Pada setiap proses pemilihan umum, salah satu aspek yang sangat penting adalah integritas dalam administrasi pemilih, yang salah satunya tercermin dalam penggunaan Formulir C6. Formulir ini merupakan dokumen yang digunakan untuk memastikan bahwa seorang pemilih terdaftar dengan benar dan memiliki hak suara di tempat pemungutan suara (TPS).
Di Kabupaten Sumenep, tepatnya di Desa Batu Ampar, pelaksanaan distribusi Formulir C6 mengalami masalah serius. Salah satu keluarga di desa tersebut tidak menerima Formulir C6 sesuai waktu yang telah ditetapkan dalam Peraturan KPU Pasal 15, yang mengatur bahwa Ketua KPPS harus menyampaikan surat pemberitahuan untuk memberikan suara di TPS (Model C6-KWK) kepada pemilih di wilayah kerjanya selambat-lambatnya tiga hari sebelum hari dan tanggal pemungutan suara.

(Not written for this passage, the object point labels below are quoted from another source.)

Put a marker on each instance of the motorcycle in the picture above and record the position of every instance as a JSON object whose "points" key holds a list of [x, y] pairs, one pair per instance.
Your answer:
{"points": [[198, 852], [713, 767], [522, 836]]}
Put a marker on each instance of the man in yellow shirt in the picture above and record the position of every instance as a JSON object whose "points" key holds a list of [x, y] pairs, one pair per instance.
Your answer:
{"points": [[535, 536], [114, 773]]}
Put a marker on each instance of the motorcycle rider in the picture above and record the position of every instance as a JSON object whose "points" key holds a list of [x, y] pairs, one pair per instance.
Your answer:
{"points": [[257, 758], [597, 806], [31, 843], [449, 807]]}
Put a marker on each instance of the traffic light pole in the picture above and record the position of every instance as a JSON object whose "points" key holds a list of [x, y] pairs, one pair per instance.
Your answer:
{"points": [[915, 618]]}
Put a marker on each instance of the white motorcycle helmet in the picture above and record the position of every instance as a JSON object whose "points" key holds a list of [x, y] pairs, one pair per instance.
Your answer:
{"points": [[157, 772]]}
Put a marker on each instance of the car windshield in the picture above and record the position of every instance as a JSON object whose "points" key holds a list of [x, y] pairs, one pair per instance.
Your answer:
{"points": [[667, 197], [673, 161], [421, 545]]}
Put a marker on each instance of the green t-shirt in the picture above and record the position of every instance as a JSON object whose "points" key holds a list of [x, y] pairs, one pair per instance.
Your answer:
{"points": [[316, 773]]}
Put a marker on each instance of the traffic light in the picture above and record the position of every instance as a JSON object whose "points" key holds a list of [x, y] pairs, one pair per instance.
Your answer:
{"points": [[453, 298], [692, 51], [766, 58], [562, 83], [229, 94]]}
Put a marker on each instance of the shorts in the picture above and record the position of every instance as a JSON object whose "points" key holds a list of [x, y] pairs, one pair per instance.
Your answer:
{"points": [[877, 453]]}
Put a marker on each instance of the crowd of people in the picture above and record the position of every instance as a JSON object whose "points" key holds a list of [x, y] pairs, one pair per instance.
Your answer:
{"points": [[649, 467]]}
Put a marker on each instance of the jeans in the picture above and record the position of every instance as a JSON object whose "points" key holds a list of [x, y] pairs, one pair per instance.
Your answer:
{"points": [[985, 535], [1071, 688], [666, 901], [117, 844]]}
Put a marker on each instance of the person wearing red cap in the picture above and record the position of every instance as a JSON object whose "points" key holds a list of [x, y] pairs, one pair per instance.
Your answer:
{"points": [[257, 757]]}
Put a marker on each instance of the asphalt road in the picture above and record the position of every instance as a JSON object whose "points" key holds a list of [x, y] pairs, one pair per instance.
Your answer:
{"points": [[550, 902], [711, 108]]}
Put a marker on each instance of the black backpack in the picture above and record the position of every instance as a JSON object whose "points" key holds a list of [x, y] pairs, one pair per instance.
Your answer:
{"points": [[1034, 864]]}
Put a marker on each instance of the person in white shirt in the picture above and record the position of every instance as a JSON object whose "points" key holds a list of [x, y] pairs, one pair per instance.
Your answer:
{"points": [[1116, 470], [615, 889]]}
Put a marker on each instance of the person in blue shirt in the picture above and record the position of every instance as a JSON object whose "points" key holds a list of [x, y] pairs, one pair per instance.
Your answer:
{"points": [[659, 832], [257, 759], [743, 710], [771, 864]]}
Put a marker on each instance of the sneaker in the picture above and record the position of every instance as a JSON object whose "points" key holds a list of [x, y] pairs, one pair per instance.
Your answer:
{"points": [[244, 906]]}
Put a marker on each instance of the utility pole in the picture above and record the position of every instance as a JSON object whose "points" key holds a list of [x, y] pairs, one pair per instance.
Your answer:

Selain itu, terdapat kasus di mana seorang warga menerima Formulir C6, tetapi atas nama orang lain yang tidak tinggal di alamat penerima formulir tersebut. Berdasarkan informasi yang penulis peroleh dari warga setempat, permasalahan ini diduga melibatkan cabup dan cawabup dari kubu petahana. Hal ini mencerminkan buruknya demokrasi di Kabupaten Sumenep, sekaligus menimbulkan kerugian besar bagi kubu penantang akibat persaingan yang tidak sehat dalam Pilbup kali ini.
Dari kasus tersebut, penulis mencurigai adanya sabotase dan penggelapan surat suara yang sengaja dilakukan oleh cabup dan cawabup kubu petahana. Hal ini diperkuat oleh fakta bahwa Desa Batu Ampar secara sistem dianggap telah berada di bawah kendali kubu tersebut. Lalu, bagaimana dengan peran KPPS sebagai pemangku kebijakan di desa? Peristiwa ini seolah-olah memang sengaja dibiarkan terjadi oleh pihak yang memiliki tanggung jawab penuh.